Martha Knisley, director of the D.C. Department of Mental Health, has said that her department can absorb the thousands of clients who will be set adrift if the center closes. However, those clients will have to go to more than one agency to get all the services the Center for Mental Health delivers. Ms. Knisley also did not address how the center's mostly low-income clients will get to other locations for treatment. Going crosstown on a bus can take two hours.
This month D.C. Council member Marion Barry introduced emergency legislation to save the Center for Mental Health [Metro in Brief, Oct. 12], but the council tabled the measure until Nov. 1.
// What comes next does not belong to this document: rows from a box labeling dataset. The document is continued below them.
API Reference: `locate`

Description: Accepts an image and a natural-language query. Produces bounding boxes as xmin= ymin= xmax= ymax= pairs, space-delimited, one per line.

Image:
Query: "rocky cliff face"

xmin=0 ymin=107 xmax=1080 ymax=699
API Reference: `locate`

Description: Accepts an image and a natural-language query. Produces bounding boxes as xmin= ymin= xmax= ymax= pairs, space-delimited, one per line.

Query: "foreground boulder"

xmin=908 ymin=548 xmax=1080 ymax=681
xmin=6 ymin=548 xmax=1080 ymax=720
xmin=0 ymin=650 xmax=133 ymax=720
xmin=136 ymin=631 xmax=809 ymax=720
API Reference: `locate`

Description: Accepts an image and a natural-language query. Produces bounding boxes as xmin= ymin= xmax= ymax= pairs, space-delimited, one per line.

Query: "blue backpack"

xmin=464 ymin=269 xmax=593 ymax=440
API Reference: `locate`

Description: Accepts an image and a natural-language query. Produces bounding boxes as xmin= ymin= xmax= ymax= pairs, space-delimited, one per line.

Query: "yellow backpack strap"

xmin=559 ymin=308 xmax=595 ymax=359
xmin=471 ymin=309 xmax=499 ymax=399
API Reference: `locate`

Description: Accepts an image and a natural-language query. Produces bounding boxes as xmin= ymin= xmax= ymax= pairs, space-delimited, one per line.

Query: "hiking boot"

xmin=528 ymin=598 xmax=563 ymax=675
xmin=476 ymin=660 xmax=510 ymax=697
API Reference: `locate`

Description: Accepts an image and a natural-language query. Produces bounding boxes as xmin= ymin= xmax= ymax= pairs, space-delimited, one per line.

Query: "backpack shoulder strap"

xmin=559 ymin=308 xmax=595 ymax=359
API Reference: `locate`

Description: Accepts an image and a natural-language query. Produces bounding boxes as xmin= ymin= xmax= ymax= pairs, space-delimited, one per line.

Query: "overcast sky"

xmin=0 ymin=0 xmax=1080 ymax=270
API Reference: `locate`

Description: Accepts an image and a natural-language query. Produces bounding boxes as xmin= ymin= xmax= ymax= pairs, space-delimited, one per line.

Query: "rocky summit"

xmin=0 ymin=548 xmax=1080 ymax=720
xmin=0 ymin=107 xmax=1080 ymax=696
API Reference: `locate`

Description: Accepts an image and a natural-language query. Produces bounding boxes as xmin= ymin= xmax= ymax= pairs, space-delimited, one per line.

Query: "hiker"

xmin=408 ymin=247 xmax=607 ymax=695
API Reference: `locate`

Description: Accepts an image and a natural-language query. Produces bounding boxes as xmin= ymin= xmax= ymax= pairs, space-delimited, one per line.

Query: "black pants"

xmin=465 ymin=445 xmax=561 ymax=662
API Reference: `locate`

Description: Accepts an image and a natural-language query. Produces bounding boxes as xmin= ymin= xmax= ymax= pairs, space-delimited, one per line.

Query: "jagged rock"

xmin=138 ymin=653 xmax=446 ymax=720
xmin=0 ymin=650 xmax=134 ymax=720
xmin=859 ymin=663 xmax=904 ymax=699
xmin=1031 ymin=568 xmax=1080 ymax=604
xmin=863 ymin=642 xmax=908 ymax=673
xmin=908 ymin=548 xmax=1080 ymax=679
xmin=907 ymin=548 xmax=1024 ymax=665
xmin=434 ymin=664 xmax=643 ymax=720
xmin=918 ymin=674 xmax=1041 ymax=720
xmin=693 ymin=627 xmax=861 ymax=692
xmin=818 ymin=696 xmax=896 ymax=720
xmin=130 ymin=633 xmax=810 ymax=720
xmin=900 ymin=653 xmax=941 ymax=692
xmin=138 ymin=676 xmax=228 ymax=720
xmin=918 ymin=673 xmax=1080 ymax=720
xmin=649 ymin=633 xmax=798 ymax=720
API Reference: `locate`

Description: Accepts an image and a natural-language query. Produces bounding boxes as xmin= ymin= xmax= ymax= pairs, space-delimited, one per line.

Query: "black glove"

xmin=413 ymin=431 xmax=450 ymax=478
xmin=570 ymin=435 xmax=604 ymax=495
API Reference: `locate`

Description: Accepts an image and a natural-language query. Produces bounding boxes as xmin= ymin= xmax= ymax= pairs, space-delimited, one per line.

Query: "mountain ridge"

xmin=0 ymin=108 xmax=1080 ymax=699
If the center closes, in addition to lacking good schools and affordable and decent housing, Anacostia will lack one-stop, quality mental health care. The center may not be a tax-base boost like a waterfront development or a baseball stadium, but it is crucial to Anacostia's health. The council did the right thing for the financially ailing the Whitman-Walker Clinic some months back, and it should do no less for the clients of the Center for Mental Health.
The writer is a social worker at the Center for Mental Health.